We had a good group - and an excellent tasting. We had some lively discussion as I took us through 8 of our beers. Plenty of homebrewers in the crowd.

A few beers with Derek afterwards and we called it a night.

Friday, we spent part of the afternoon calling on accounts before heading up to Jungle Jims in Fairfield. Derek has once again worked with beer-manager Dave and set up monthly beer tastings in the store. Customers sign up in advance and come in to hear either Derek or one of a series of guest speakers talk about beer styles, origin and flavors as they taste through 8 or more beers per two hour session. Held in Jungle Jim's cooking school, yes I said cooking school, we had around 45 or 50 people. Jungle Jim's is an experience any beer geek or foodie should not miss if they're anywhere nearby. I'll spare you the whole bio, but Jungle Jim's is a monstrous store, started as a roadside produce stand in the 70s. They pride themselves on brining food and drink from all over the world and creating a retail experience like no other.

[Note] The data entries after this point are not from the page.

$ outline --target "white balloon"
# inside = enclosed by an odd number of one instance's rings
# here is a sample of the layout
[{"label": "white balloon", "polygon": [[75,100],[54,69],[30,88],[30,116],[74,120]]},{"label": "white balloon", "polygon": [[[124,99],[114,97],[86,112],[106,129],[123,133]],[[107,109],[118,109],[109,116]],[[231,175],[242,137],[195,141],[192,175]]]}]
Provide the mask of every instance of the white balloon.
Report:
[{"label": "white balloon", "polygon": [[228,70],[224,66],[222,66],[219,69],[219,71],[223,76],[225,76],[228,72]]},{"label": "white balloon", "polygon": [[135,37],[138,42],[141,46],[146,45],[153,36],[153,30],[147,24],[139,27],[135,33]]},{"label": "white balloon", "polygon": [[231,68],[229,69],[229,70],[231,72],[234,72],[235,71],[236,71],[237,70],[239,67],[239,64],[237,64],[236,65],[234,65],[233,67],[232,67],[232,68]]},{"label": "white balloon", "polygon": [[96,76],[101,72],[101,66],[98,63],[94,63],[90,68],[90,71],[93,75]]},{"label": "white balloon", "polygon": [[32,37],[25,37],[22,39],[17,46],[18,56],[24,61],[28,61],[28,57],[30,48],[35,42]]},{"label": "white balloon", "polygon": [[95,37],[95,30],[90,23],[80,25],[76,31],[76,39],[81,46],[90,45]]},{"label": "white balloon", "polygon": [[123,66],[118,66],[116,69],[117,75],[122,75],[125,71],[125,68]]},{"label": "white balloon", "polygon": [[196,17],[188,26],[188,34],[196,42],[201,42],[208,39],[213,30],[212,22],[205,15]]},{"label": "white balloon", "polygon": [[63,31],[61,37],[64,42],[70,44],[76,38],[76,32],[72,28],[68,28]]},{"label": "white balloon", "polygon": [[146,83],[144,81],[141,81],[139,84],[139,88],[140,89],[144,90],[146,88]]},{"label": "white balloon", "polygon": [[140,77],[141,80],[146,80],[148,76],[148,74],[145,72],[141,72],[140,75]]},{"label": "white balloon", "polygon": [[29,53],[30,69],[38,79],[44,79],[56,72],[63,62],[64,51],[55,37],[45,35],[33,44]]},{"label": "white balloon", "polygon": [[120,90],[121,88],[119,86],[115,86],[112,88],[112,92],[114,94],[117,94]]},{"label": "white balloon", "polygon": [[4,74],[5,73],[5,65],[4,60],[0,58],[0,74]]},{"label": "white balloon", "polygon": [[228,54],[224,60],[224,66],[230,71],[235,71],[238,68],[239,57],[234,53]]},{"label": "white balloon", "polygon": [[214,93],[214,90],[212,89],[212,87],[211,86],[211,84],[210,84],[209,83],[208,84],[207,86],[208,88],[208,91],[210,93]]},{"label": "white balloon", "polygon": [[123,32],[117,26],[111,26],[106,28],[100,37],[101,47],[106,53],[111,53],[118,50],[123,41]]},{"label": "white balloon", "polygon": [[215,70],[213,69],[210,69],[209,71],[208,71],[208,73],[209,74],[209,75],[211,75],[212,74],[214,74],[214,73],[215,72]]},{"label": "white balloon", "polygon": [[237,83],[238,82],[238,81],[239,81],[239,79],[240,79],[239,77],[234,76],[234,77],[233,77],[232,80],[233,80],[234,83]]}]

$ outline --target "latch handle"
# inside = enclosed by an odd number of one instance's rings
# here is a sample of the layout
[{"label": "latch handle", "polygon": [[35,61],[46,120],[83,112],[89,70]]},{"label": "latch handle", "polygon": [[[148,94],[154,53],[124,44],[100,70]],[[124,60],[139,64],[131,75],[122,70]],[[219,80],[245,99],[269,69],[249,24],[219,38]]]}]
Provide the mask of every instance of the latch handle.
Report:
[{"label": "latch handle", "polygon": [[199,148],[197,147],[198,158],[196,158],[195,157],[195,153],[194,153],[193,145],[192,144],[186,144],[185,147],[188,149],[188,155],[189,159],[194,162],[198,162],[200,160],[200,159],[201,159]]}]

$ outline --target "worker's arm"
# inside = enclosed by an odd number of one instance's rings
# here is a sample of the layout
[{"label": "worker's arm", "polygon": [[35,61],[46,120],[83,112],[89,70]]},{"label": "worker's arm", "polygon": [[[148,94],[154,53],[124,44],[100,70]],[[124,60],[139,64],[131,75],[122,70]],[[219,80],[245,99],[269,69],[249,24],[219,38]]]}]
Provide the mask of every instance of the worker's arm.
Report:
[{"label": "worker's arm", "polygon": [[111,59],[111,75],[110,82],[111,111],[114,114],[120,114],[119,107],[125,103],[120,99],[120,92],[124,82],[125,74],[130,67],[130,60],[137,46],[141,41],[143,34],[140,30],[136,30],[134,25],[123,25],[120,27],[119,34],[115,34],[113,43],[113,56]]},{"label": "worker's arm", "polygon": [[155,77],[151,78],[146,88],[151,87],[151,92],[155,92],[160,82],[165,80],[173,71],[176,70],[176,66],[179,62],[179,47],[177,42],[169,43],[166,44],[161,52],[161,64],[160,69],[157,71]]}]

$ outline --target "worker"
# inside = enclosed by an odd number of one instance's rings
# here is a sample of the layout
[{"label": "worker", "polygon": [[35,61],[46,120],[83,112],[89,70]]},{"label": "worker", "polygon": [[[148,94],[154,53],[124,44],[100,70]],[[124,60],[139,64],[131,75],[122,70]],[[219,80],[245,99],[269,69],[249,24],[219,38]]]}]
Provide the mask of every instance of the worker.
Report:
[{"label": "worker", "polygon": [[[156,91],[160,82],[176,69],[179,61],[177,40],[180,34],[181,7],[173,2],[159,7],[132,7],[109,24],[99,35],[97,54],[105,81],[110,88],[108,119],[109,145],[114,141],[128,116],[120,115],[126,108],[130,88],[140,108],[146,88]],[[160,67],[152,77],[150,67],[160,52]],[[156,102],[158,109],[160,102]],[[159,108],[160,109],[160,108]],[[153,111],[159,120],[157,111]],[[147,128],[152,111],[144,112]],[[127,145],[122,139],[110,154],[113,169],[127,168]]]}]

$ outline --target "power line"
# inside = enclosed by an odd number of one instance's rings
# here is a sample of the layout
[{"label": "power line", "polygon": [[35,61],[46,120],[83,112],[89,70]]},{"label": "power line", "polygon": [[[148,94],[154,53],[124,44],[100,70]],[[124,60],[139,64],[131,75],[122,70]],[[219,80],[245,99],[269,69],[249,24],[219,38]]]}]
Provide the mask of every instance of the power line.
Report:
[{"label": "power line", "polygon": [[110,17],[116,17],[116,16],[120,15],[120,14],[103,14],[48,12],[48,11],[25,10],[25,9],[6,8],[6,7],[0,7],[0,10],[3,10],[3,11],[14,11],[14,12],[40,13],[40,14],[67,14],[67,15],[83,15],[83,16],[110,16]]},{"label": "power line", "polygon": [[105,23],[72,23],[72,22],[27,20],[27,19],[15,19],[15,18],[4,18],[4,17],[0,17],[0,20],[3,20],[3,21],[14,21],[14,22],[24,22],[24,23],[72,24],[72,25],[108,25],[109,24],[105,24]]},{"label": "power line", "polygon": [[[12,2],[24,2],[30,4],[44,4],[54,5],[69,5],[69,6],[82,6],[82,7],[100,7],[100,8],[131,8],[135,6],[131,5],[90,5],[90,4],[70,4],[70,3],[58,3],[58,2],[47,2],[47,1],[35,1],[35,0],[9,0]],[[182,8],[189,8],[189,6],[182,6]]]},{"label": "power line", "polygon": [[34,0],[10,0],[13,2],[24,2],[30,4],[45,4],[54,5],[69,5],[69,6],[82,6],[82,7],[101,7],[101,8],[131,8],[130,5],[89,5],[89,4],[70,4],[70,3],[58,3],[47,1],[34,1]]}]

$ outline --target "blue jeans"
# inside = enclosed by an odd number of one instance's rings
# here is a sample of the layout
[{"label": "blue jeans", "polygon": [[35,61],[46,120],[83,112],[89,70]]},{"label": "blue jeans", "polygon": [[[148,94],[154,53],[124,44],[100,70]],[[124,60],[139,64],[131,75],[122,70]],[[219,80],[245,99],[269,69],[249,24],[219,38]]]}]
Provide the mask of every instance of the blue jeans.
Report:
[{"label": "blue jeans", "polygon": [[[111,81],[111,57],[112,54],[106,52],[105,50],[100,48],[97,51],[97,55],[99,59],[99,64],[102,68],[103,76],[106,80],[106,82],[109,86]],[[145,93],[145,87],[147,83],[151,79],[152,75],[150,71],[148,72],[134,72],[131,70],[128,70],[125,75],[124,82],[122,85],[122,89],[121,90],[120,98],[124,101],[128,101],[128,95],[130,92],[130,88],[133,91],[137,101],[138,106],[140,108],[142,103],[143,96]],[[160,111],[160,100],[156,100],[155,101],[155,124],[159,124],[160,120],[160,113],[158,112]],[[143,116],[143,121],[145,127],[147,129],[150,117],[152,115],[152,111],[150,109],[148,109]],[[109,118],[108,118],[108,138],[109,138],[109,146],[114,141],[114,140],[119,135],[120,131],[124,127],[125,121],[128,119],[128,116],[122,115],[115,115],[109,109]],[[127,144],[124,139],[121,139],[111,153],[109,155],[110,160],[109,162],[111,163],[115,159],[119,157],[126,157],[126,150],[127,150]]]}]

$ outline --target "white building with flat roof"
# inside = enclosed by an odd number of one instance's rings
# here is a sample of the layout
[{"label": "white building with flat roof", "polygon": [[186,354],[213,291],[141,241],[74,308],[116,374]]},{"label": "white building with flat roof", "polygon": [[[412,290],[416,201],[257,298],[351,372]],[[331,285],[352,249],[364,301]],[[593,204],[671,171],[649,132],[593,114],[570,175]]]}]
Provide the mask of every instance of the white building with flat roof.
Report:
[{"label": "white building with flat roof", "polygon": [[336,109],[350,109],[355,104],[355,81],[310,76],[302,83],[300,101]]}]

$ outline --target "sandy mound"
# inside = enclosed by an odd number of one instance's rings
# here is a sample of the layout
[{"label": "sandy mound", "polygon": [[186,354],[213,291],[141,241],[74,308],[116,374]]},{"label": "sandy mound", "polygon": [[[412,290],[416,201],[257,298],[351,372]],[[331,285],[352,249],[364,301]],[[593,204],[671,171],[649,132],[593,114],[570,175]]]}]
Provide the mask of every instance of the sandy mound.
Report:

The cooking school was a terrific setting, and the tasting was filled with an energetic group. I really enjoy the opportunity to taste through our beers, and wax poetic about beers and the beer industry in general. It seemed as the crowd enjoyed it to, seeing as they bought the store out of our beer moments later.

Special thanks to everyone involved and Derek - you're the man.

Friday, September 23, 2005


I've recently noticed how much I find myself thinking about, talking about and being impressed with the concept of balance. This has been something that has been part of my life for a long time, and it applies in so many instances. Time after time I find that when something is "on", where it feels good; whether it be your life, art, music, food, a relationship, or even a football is typically in-balance. When something is off kilter, or difficult to manage, or somewhat jarring rather than enjoyable, it always comes back to balance. It's always a dance to find what is out of balance and then make an adjustment.

I find that having balance as an objective from the beginning to be much more fruitful than going hog-wild after something and trying to balance the result later.

Why have I decided to include this in my beer-blog? In my opinion, balance has never been a more necessary and admired objective in brewing than right now. Extreme beers are taking over the consciousness of many. The beer-press, the beer rating crowd and many others discuss the extreme beers of our industry with fervor and debate.

Don't get me wrong, I'm not upset by the recent craze, nor by the beers - I just think it's a bit out of balance. I love big beers, I love session beers, in fact - I love lots of 'em in between.

I wish them all balance.

I wish them well balanced beers, no matter the strength, from well balanced breweries with well balanced portfolios. I wish them balanced discussion of their balanced selection of beers.

I wish them all balance.

I am in constant pursuit of balance. I'm proud of where I've achieved it and motivated by challenges yet to be met.

I'm writing simply to honor balance. Seek it, admire it, patronize it; in all things.

A good example, "All things in moderation, including moderation." - Anon.